I fear that the Green Party today, with
its talk of sustainable development, is merely offering another form
of industrial development. It is so wedded to this that in the last
election it was unable to speak the truth of the crisis facing the
planet. Buried in the middle of its manifesto was its commitment to
climate change. In a word for word copy from the Conservative Party's
manifesto, it said that if elected it would work with the
international community to keep global temperature rises below 2 deg
C. This is now impossible. Little intellectual thought is needed to
know that the worst nightmares of climate change can only be avoided
with a zero carbon economy today, not in 10 years time. This
emergency transition must be made when the impacts of climate change
are biting increasingly deep into the fabric of our society. It
will result in large scale social disruption and severe limitations
on personal freedom. There is no way around this. Yet, the Green
Party, like any other party that fancies a slice of power knows it
cannot talk of these truths so it does what every other party does,
it lies and presents policies that disingenuously offer false hope.
The only thing that differentiates one
party from another is the quality of the lies they produce. The
favourite lie of the Green Party and other environmental movements
is “down with capitalism.” This is a good sound bite, until one
considers that capitalism in one form or another has been around
since the first days of human civilisation in Ancient Mesopotamia, so down with capitalism is unlikely to offer a solution in itself. By advocating this line of argument, The Green Party are simply making the mistake of many others; shouting down with something because it is easier to do than shouting
up with its alternative. It is a lesson that the Iranians discovered
in 1979, when they elected the Ayatollah Khomeini into power on a
policy of down with the Shah, only to discover they had moved into an
equally bad nightmare of no viable alternatives.
For the Green Party, the flip side of
down with capitalism is “up with a rationing economy.”
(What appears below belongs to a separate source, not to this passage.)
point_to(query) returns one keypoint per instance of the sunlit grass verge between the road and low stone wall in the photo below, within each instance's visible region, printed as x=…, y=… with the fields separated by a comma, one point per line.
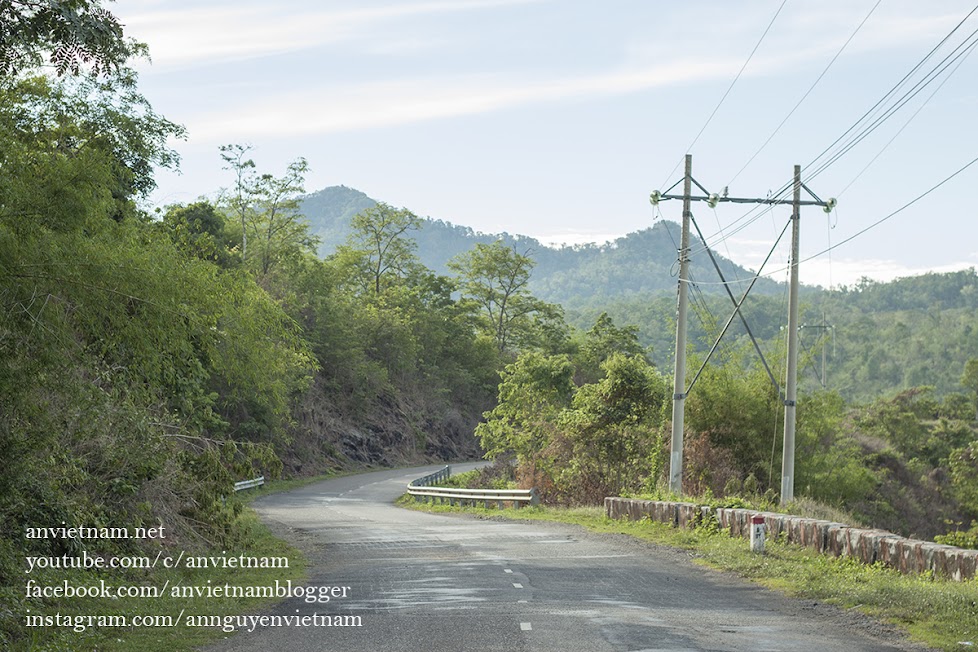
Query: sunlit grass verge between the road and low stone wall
x=940, y=613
Ironically, a commitment to carbon rationing was once something they
had in their manifesto, but now has been quietly dropped and in the
last election none of the party's main speakers advocated this. The reason is simple, “up with a rationing
economy,” means down with industrialisation and free choice. The
Green Party is no different from any other in being afraid to
advocate this philosophy.
If this is not good enough justification for allowing my membership to lapse, then I offer one final and controversial thought. That is ISIS, our new found enemy terrorising the world. By refusing to say what you stand for, and instead only what you stand against, you provide legitimacy for those who are prepared to destroy the thing you want actually destroyed but which you are afraid to acknowledge. When at the same time, you take the moral high ground and decide not to intervene in any way and under any circumstance, you give the green light to increasingly appalling attacks.
I am no fan of military intervention and every time it is used I understand it drives the world one step closer to disaster. But when those that are supposed to be standing against the system don't and refuse to be clear on the genuine alternatives, they contribute to making military intervention unavoidable.